When someone asks me about my opinion on religion I do not say, I don't "believe in a literal Allfather riding around on a literal sleipnir" and it "is going to be literally laughed at" when a simple word, atheist, will do just fine. Saves a lot of wasted words and time.
I'm pretty sure I know what you are trying to say. I simply have a different opinion that does not agree with yours.
violetpastille
(1,483 posts)If asked about the existence of God she will say, "I really don't care. Even if there is a God it doesn't change anything." I can't remember a time she even entertained the idea.

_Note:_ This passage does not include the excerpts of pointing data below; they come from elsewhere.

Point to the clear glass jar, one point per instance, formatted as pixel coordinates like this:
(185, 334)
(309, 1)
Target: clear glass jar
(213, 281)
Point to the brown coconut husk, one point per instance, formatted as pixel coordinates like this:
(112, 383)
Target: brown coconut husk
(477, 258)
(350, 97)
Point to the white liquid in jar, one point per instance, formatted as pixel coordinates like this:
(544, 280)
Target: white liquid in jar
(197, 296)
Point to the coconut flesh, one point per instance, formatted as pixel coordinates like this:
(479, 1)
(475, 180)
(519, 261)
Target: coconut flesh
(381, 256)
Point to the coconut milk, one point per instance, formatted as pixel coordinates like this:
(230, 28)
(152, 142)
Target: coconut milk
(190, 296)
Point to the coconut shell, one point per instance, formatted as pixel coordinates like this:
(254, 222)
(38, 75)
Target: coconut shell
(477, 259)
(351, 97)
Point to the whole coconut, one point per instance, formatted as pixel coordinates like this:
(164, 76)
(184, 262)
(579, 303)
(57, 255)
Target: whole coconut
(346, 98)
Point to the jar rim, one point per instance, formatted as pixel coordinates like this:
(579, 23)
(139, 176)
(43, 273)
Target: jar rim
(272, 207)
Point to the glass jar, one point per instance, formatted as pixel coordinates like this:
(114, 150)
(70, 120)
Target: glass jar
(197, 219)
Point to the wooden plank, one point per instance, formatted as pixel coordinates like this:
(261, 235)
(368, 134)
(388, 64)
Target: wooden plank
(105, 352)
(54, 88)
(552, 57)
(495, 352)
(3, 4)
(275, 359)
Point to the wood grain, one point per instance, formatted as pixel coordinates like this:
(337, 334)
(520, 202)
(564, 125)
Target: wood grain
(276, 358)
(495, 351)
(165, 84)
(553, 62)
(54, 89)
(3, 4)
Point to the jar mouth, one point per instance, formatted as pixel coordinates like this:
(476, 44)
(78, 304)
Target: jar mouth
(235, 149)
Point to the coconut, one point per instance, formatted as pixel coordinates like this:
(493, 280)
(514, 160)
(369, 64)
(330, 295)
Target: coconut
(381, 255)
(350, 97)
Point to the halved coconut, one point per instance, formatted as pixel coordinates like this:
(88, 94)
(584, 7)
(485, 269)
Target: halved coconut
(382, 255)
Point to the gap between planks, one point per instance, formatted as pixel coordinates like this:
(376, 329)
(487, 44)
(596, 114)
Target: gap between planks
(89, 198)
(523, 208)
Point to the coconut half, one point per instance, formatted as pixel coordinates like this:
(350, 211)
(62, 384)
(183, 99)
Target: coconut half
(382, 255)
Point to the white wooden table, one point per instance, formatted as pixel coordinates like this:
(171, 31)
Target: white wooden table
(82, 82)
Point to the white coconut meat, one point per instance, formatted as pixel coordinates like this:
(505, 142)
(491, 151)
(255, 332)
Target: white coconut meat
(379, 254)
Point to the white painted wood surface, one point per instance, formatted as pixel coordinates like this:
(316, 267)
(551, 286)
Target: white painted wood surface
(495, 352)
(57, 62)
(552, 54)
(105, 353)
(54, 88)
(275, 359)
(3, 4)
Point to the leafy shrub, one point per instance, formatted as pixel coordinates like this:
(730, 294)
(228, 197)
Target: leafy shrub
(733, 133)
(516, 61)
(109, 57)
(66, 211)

You can't entice her into debate. She truly could not care less what anyone has to say on the subject either pro or con.
If you called her an atheist she would look as bored as a cat.
It's a word with some utility.
For people who enjoy arguing against the idea of God - maybe atheist is not the mot juste?
Pope George Ringo II
(1,896 posts)But part of that future is moving past religion as a basis for anything, even something so minor as labelling non-religion.
Mariana
(15,095 posts)is completely irrelevant in determining whether one is an atheist.
cornball 24
(1,508 posts)change as in AT-THEIST. I'll leave it for interpretation.